Partecipazione locale, palestra di democrazia.

Questo post è stato scritto da Paolo Natali il 27 giugno, 2010

1006coverSul numero 6 di giugno 2010 di Aggiornamenti Sociali, la bella rivista dei padri gesuiti di Milano, compare un interessante articolo di Alfredo L.Tirabassi dal titolo  “Nuove forme di partecipazione locale - quale futuro per la cittadinanza?”.

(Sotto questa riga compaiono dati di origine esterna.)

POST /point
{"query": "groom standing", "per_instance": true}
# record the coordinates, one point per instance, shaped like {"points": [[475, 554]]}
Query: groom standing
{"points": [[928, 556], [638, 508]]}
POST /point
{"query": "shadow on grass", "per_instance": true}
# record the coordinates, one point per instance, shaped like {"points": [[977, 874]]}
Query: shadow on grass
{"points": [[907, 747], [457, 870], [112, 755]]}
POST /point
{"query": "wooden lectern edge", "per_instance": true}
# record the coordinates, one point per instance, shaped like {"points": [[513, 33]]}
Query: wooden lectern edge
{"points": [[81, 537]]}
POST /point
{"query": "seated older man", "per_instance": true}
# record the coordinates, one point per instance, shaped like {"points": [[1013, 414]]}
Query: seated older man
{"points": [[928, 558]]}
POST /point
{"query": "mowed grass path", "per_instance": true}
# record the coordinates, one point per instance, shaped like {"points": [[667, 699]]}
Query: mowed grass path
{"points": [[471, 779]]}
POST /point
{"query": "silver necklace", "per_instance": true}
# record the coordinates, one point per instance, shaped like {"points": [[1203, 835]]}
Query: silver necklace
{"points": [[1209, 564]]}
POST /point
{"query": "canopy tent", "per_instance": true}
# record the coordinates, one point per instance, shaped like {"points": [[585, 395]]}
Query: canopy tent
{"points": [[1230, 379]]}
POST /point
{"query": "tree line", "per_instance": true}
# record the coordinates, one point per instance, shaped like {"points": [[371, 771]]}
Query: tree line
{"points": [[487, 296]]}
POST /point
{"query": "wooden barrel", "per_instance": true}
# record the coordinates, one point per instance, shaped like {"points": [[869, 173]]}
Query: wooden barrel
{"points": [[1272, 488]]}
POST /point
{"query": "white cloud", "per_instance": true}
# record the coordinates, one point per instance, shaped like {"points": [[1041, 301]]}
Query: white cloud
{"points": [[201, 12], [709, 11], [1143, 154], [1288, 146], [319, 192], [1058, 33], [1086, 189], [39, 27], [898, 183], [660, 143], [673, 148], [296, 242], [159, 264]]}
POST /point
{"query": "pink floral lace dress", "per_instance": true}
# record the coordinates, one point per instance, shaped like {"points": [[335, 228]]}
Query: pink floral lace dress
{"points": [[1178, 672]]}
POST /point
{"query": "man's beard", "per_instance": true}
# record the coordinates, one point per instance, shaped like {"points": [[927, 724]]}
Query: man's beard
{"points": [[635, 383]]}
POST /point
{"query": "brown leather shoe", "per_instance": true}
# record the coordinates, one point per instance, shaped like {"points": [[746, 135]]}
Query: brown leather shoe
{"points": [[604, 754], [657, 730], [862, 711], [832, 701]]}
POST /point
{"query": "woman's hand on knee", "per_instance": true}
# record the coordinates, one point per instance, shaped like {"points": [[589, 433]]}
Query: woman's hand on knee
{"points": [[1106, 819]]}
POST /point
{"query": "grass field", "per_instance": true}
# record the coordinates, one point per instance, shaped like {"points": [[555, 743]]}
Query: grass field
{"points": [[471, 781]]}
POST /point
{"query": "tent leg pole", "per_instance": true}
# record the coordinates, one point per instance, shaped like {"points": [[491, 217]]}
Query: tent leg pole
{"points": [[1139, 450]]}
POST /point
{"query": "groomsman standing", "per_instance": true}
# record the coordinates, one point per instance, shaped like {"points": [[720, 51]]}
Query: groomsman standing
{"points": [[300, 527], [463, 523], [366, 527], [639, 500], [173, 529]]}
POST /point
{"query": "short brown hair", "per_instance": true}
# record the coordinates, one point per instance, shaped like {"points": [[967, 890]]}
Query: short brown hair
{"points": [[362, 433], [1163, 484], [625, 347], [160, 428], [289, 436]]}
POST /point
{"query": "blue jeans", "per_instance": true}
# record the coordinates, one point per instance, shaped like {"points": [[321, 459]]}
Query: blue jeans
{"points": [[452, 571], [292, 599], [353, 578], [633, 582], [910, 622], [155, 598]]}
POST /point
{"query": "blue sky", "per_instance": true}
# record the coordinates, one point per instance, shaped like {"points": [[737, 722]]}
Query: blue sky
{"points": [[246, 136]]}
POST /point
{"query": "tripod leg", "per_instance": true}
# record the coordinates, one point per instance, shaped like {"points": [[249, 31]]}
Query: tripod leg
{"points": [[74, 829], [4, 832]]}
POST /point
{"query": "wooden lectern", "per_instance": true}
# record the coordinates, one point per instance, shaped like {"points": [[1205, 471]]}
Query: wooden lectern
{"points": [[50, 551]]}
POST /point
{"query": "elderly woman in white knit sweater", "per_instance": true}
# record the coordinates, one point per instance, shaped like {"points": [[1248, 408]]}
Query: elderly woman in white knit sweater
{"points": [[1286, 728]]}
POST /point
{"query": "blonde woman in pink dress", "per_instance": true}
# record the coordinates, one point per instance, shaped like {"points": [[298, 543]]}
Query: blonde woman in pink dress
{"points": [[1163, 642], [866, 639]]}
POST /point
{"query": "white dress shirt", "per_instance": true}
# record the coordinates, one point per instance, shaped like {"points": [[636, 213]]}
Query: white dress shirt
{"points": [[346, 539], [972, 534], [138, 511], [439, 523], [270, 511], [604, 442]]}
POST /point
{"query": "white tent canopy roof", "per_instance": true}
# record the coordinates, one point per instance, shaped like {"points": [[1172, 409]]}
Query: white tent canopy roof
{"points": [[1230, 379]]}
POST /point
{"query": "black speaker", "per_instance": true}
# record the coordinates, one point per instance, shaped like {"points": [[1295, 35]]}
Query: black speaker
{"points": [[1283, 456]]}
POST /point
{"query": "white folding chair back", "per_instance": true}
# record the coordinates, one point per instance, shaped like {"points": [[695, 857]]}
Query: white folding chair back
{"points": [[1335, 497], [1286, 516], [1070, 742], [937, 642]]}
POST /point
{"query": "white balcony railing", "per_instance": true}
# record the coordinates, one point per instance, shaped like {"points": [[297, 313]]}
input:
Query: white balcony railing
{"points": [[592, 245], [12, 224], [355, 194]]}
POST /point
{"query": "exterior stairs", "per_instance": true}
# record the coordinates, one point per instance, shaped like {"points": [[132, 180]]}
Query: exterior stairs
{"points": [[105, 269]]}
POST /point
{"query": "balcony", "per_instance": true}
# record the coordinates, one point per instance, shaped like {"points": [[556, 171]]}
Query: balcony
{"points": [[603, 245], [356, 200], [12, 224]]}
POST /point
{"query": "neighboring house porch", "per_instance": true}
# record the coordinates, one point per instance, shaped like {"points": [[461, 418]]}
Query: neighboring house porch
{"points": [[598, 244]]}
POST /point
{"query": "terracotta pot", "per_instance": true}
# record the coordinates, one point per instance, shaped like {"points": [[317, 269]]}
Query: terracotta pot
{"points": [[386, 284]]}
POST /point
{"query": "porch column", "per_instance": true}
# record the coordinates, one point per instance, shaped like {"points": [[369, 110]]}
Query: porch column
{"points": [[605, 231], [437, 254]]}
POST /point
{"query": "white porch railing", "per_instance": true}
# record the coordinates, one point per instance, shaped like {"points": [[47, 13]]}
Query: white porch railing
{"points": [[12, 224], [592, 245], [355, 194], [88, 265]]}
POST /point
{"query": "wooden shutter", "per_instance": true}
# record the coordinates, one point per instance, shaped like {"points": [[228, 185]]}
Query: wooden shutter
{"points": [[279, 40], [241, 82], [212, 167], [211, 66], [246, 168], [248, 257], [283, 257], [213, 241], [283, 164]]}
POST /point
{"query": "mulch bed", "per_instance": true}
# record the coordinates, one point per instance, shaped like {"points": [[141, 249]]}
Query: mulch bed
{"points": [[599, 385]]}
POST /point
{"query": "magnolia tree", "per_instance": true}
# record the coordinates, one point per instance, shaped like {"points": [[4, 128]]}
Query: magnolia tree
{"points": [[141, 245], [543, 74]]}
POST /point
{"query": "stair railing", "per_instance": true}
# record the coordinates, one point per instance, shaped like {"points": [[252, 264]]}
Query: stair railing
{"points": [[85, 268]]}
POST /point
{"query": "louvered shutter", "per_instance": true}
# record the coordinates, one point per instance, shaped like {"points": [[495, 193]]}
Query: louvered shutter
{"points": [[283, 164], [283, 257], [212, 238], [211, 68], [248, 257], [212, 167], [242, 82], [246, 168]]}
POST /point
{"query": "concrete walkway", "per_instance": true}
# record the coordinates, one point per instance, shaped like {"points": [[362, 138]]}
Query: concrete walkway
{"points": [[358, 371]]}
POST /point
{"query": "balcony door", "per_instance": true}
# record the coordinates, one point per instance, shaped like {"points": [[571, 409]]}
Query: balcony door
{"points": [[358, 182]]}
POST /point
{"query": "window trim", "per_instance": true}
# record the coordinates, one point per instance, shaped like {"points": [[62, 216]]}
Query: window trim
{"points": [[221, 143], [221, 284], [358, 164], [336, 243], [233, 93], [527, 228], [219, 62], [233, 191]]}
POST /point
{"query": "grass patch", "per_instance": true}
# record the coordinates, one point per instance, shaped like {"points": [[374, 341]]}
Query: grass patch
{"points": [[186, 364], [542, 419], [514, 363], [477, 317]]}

Per scaricare il testo completo dell’ articolo clicca su aggiornamenti-sociali

La tesi contenuta nell’articolo è che il modello di governo di tipo presidenziale che si è affermato progressivamente negli enti locali nel corso degli ultimi vent’anni ha visto aumentare la concentrazione di potere nelle mani dei sindaci, a fronte di una progressiva diminuzione dell’importanza del ruolo dei consigli comunali. L’evoluzione normativa in tal senso sta dunque configurando un nuovo modello di relazioni tra istituzioni politiche e cittadini, che modifica gli equilibri della partecipazione politica locale e del rapporto tra cittadini ed istituzioni, un tema sul quale è opportuno avanzare alcune considerazioni, sulla base di due assunti fondamentali. Il primo è l’idea toquevilliana (ma anche sturziana) secondo cui le istituzioni comunali sono la palestra e il fondamento della vera democrazia: il loro indebolimento non ha solo effetti locali, ma si ripercuote sulla capacità di tutto il sistema di esprimersi secondo leggi di libertà: “senza istituzioni comunali una nazione può anche darsi un governo libero , ma non possiede ancora lo spirito di libertà”. Il secondo è l’idea di partecipazione politica nella prospettiva della dottrina sociale della Chiesa, caratterizzata dall’attenzione al bene comune e vincolante per i cittadini: “la partecipazione è un dovere da esercitare consapevolmente da parte di tutti, in modo responsabile e in vista del bene comune”. Essa non è altro che il versante pubblico del dovere morale di occuparsi degli altri, dei loro bisogni e della loro dignità all’interno del corpo sociale.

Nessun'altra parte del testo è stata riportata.